Este después puede ser molido y/o envasado en sus diferentes presentaciones: soluble, en grano, en capsulas o mejor conocido como el “pod”(pretende la personalización de la dosis de consumo de café y que requiere de una máquina especial para su preparación)…

¿Y qué tiene que ver la traducción en todo esto? Bueno para comenzar, como ves en los tipos de tostado, he puesto su equivalente al inglés. Y es que durante todo el proceso, se necesita de la traducción especializada pues, como todo producto, los caficultores también necesitan comercializar su producto. Es imprescindible que sostengan comunicación con compradores alrededor del mundo por lo que necesitan de la traducción para mantener una adecuada correspondencia, necesitan traducir sus documentos publicitarios y sus sitios web, los cuales, a su vez, necesitan de la localización. Se necesitan de la traducción pues también hay maquinaria especializada utilizada durante todo el proceso cuyos manuales de usuario probablemente están redactados en un idioma desconocido para el usuario. Y no olvidemos la parte legal. Se necesitan hacer contratos para la importación-exportación del grano, los cuales también requieren de traducción pues en ellos se estipula el método de transporte, las modalidades de pago, clausulas en caso de incumplimiento por alguna de las partes. Las viñetas y etiquetas también necesitan de traducción… Una simple cafetera de uso doméstico en su manual de usuario necesita de una traducción para poderla poner a funcionar de la manera correcta.

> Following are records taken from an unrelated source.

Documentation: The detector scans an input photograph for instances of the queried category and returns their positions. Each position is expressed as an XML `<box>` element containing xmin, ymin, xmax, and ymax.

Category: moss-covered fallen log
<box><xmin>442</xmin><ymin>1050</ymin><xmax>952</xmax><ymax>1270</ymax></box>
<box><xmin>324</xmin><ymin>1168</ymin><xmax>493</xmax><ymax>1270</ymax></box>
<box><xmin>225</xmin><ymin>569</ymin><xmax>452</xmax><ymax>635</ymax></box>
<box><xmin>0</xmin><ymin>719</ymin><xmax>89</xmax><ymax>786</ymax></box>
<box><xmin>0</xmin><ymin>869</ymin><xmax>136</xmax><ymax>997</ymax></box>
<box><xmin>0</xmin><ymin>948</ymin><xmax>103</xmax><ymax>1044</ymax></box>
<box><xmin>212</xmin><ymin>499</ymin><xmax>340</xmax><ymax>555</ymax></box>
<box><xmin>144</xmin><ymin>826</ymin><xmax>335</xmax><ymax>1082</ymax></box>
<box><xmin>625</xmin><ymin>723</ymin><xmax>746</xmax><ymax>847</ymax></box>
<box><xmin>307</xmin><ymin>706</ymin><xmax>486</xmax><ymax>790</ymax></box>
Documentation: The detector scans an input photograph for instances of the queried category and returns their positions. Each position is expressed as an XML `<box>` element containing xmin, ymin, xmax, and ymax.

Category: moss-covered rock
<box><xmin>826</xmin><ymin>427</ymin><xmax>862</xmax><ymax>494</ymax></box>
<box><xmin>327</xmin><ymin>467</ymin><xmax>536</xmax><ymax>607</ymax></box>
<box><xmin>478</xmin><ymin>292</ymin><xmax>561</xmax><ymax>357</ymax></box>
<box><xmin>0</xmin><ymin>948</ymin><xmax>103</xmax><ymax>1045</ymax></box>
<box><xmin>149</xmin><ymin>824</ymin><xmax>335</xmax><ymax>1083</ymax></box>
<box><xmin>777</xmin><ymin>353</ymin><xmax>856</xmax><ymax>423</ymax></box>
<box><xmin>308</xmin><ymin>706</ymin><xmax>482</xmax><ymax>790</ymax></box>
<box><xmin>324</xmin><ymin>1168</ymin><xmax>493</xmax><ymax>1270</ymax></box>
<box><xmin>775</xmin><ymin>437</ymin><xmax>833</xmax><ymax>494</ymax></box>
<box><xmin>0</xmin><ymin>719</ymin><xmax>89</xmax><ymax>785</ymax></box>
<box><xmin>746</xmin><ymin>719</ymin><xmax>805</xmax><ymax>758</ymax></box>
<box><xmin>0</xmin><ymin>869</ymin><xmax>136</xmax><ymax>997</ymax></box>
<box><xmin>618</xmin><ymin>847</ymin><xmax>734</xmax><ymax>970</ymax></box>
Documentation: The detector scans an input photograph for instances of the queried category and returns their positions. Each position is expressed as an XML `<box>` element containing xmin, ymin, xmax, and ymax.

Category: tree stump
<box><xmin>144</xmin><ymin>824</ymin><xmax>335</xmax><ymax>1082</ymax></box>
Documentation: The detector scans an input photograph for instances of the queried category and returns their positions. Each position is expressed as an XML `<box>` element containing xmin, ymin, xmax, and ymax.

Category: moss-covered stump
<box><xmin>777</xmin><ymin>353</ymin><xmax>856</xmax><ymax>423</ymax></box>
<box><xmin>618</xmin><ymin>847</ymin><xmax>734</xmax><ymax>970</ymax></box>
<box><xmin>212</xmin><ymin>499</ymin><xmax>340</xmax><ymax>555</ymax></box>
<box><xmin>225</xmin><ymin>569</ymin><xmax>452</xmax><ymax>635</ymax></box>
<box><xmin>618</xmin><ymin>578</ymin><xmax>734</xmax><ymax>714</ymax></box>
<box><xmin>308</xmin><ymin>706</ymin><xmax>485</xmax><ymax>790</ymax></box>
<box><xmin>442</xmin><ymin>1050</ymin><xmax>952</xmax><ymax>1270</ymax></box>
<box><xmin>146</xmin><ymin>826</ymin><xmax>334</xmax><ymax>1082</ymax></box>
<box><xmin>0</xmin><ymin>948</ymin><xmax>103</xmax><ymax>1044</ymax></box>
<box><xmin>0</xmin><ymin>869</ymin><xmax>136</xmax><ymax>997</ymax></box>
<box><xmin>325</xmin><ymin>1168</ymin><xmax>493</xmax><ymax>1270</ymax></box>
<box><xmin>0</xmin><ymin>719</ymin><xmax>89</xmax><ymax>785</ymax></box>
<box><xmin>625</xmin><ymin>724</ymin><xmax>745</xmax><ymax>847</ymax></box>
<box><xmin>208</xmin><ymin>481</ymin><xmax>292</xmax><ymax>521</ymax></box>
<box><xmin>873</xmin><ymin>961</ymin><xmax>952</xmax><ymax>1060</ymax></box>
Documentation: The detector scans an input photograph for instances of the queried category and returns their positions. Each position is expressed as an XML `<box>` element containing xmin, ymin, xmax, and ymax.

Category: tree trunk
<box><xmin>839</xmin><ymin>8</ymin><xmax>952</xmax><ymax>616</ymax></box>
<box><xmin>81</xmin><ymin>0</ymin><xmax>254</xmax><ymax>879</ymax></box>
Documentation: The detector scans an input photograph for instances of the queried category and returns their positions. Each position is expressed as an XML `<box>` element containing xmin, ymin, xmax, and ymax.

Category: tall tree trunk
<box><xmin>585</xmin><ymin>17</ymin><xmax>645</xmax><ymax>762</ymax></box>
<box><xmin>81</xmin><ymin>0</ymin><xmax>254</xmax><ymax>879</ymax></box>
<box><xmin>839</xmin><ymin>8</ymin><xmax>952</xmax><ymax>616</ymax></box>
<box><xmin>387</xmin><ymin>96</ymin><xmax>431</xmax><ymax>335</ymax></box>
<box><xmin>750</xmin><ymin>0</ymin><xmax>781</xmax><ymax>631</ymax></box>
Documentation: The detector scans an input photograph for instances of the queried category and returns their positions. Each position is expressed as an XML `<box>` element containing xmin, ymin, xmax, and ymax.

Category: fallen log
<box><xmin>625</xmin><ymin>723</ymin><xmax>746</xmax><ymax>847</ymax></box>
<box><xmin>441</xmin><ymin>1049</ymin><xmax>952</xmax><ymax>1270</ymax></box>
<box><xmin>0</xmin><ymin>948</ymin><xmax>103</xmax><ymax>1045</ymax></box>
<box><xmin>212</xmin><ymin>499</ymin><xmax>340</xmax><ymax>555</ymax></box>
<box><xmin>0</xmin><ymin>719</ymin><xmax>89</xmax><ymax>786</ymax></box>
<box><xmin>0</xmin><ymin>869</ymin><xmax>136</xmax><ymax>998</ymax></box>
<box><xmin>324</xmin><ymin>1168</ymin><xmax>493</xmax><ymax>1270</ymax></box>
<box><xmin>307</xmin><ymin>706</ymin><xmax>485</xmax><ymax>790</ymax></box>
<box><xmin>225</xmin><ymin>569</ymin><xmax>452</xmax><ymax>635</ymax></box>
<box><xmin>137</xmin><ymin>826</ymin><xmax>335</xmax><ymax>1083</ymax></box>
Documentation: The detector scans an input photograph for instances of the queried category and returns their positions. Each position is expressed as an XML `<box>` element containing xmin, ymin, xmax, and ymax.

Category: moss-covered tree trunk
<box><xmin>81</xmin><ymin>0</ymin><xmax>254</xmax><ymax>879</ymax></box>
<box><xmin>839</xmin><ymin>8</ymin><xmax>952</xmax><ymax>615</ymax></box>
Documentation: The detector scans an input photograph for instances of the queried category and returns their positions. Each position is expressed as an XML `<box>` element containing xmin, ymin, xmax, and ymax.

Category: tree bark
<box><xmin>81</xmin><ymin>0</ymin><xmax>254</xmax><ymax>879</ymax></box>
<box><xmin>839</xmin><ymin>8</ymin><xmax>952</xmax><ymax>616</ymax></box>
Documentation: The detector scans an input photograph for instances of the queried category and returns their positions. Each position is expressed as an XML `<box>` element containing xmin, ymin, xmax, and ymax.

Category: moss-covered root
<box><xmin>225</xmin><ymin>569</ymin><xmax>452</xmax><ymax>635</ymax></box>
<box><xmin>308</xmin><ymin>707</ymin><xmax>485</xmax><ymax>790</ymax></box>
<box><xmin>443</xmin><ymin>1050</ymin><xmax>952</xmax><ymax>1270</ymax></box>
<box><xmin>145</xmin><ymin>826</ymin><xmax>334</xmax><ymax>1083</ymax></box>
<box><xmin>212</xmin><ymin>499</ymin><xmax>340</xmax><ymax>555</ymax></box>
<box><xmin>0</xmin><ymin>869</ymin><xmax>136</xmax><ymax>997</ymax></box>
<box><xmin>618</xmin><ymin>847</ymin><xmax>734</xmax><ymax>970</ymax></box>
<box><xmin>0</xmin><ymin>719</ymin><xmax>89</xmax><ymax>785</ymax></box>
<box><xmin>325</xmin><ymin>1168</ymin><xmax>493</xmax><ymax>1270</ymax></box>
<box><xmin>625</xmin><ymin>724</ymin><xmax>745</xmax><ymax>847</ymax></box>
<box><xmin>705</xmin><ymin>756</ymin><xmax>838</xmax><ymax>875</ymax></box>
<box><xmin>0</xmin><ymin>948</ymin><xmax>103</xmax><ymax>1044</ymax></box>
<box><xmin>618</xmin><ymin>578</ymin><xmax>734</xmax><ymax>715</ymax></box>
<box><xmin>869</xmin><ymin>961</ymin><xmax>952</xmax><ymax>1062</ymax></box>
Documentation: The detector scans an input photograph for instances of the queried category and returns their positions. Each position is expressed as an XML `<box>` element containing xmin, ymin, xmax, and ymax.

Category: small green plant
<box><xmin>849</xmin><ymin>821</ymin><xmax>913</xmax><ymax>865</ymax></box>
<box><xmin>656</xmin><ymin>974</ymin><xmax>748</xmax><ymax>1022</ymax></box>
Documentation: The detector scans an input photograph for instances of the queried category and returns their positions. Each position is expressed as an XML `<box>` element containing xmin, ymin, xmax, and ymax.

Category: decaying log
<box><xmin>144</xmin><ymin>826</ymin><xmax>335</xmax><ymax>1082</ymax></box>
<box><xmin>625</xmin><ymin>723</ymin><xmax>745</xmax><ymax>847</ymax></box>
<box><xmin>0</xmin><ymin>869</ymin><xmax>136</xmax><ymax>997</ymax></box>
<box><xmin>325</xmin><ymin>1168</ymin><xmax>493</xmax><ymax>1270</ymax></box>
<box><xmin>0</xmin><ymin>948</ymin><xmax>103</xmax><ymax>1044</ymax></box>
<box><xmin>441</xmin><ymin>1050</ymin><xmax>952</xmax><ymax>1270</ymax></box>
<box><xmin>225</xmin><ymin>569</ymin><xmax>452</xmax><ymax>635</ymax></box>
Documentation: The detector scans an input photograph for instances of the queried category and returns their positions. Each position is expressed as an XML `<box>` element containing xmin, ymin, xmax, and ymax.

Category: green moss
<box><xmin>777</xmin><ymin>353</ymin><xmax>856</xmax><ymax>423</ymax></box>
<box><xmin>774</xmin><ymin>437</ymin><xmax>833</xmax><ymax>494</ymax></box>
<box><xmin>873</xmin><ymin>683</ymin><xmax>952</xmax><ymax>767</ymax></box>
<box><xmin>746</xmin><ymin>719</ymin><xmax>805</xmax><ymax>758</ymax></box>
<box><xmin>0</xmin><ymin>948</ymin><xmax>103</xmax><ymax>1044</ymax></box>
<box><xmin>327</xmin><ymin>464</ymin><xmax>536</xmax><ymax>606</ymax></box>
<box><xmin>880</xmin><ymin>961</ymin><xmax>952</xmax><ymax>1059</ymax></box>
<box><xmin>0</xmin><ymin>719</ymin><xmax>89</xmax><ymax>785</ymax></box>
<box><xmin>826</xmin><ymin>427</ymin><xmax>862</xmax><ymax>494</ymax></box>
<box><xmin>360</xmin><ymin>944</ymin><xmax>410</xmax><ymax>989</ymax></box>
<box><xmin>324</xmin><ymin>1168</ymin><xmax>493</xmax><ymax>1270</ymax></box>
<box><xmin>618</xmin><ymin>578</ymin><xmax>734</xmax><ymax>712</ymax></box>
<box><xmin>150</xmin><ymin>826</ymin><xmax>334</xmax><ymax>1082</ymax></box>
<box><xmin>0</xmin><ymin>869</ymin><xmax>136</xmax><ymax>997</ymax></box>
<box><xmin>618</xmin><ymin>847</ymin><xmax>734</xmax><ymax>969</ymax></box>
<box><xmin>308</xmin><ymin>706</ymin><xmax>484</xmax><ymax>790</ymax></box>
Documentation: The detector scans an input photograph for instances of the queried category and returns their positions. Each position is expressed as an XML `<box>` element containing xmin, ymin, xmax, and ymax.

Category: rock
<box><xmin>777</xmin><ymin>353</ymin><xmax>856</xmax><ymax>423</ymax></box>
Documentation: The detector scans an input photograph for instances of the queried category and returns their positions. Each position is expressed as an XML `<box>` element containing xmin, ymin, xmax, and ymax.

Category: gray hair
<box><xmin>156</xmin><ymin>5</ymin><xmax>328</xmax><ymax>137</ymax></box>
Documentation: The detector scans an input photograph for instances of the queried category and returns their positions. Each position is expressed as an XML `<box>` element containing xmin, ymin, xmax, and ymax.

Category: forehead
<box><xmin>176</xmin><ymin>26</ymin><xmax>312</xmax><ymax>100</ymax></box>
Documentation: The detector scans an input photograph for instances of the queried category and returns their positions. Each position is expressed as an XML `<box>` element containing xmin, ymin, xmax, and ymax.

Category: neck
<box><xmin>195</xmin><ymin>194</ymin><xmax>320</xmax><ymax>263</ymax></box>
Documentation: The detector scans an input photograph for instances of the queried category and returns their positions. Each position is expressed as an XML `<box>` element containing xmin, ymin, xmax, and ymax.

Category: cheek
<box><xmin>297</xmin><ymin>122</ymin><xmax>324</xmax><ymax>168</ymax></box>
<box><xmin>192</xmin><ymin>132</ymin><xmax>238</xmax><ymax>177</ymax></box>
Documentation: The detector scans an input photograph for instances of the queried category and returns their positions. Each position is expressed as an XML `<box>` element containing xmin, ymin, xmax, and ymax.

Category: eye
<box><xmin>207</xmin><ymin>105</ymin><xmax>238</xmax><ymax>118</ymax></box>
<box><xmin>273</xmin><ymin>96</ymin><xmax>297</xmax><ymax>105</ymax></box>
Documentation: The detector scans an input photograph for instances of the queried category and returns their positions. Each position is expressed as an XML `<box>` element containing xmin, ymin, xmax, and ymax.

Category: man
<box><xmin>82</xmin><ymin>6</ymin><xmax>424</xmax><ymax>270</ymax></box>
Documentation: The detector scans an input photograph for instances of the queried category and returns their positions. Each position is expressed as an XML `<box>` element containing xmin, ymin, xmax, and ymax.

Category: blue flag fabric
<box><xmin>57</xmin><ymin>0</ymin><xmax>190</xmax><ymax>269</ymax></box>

¿Y qué decir de cómo queremos ordenar nuestro café en un local? También es de traducir la carta del menú. Si bien es lo mismo, es diferente como se dice en diferentes idiomas. Así tenemos pues el café descafeinado (en español) que en francés se dice café décaféiné, en inglés se dice decaffeinated coffee, en italiano se dice caffè decaffeinato, y en portugués café descafeinado. A simple vista puede parecer obvio, pero lo correcto es ofrecer un producto en el idioma que entienda el consumidor ¿Y si se nos antoja un café moca o dicho  en otros idiomas: un café moka, mocha coffee, o caffè mocaccino?

Si necesitas traducir material o documentos relacionados a la industria del café hazlo mediante los servicios de traducción de un traductor profesional o de una agencia de traducción quienes son los que conocen la terminología adecuada.

¿Que sería un mundo globalizado sin la traducción? Y ¿Qué sería el mundo sin café? ¡Traducir mientras se degusta una buena taza de café es la combinación perfecta!